Les racines analogiques


Hier soir, rediffusion sur « Radio Courtoisie » d’un intéressant dialogue entre l’abbé de Tanoüarn et Rémy Soulier, auteur de « racination », mot qu’il emprunte à Péguy. Curieux, de la part de ce philosophe de la reconstitution des apartenances, et de la présence à nos appartenances, de se complaire dans l’écriture fragmentaire et se déclarer partisan plus de la phrase que du livre et plus du mot que de la phrase, sans  aller jusqu’à adopter la religion du signe, dans la déperdition symbolique où l’ont plongée les philosophes de la déconstruction, alors que le vrai mouvement du poème est de chercher sa scansion dans l’expansion du vers jusqu’à la phrase infinie, en passant par l’aphorisme, qui définit le concept dans le passage au tamis poétique.

 

« La fonction de la modernité est paradoxalement de sécréter un goût pour la nostalgie, qui implique un retour possible, et un goût pour nos racines, qui ne nous intéressaient pas quand nous ne les avions pas perdues », parie, optimiste, l’abbé de tanoüarn, qui ajoute : « L’identité est revenue au goût du jour et s’impose à nous dans une telle crise, étant donné le mouvement de l’époque et des gens dans l’époque, que l’identité est élective. »
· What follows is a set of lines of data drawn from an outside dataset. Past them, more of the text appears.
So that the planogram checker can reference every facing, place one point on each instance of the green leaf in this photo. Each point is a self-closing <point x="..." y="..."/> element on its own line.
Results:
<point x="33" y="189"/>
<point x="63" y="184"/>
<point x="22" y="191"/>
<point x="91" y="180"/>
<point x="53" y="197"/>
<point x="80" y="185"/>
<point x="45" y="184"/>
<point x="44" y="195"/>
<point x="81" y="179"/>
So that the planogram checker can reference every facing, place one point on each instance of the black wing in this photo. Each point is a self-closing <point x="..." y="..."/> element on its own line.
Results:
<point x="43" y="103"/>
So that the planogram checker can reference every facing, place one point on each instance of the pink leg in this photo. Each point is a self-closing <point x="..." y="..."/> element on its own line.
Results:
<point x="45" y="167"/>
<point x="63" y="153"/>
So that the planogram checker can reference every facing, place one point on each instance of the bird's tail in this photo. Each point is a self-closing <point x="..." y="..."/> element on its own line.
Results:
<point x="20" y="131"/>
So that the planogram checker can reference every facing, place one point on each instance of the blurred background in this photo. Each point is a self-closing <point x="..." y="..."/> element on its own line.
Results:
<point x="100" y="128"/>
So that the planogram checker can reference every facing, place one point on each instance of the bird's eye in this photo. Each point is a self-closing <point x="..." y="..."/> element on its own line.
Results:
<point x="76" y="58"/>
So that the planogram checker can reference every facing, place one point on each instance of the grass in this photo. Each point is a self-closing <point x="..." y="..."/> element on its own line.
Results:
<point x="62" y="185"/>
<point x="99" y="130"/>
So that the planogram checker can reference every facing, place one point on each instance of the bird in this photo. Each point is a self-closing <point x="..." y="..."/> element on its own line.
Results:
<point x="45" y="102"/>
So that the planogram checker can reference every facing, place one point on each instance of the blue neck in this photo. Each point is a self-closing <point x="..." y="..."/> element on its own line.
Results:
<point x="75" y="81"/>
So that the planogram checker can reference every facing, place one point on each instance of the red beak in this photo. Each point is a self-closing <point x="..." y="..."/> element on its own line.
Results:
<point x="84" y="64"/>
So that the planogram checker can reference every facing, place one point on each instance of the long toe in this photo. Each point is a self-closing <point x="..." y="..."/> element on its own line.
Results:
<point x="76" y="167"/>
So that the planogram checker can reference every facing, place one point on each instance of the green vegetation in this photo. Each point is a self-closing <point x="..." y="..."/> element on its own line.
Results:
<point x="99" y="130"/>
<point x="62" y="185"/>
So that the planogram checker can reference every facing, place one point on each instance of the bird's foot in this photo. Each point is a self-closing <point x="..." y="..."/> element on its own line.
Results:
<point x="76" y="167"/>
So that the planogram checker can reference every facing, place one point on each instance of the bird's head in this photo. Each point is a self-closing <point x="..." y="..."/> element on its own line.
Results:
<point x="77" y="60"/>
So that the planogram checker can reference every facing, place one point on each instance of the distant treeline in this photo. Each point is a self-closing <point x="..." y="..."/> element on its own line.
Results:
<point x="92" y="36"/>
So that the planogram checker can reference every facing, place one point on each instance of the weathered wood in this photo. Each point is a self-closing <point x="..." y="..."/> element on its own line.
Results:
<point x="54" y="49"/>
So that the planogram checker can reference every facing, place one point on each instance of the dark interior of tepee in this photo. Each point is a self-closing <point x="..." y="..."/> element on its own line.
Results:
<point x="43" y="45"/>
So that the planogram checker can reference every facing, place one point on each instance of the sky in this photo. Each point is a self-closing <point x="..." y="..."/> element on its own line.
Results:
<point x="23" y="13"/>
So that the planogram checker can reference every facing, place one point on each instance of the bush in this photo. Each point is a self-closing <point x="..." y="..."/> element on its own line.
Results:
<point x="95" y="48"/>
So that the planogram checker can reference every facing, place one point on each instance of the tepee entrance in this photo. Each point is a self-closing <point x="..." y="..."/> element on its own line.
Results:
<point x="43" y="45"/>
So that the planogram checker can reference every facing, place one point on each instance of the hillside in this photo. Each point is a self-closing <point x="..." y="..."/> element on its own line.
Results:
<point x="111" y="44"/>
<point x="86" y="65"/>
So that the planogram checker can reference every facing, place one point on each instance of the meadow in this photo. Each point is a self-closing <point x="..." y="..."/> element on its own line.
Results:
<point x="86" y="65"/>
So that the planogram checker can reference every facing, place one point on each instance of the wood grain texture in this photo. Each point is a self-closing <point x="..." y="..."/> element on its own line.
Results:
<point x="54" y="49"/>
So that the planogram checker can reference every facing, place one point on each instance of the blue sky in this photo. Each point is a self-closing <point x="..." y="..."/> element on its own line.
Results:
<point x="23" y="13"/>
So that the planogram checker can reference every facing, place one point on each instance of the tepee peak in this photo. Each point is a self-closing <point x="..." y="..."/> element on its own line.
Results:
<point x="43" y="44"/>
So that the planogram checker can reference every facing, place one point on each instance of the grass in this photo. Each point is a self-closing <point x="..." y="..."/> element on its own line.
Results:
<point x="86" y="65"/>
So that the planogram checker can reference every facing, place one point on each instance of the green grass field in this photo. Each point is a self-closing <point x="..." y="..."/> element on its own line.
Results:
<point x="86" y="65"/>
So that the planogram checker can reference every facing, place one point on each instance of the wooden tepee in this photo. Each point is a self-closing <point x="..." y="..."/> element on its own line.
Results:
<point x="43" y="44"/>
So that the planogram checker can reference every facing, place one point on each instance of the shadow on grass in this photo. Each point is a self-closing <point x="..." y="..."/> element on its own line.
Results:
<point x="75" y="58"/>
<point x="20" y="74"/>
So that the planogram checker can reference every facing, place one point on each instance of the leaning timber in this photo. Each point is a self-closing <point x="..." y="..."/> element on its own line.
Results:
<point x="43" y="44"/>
(Je préfère l’identité élective aux affinités électives, qui sont pour moi un pléonasme.)

« Pourvu que l’élection soit sérieuse », répond Rémy soulier.

Pour ma part, je crois à l’identité élective, à la nation matricielle et à l’adoption comme principal moteur de la naissance, c’est-à-dire que je crois qu’il est plus fondamental de renaître que de naître.

« Que faire en cas de double identité ? », interroge l’abbé de Tanoüarn.  Vous êtes un Aveyronais pur sucre, mais que vous serait-il arrivé si vous aviez eu un père aveyronais et une mère flamande ? »

- Maurras répond à gide qu’on choisit l’endroit où l’on veut, non pas être né ni mourir,  mais être enterré. On choisit sa sépulture. 

- Etes-vous adepte de la naissance naturelle ou de la naissance par adoption, où l’on se recréée, se reconnaît après être parfois né dans un endroit absurde de parents de rencontre ? 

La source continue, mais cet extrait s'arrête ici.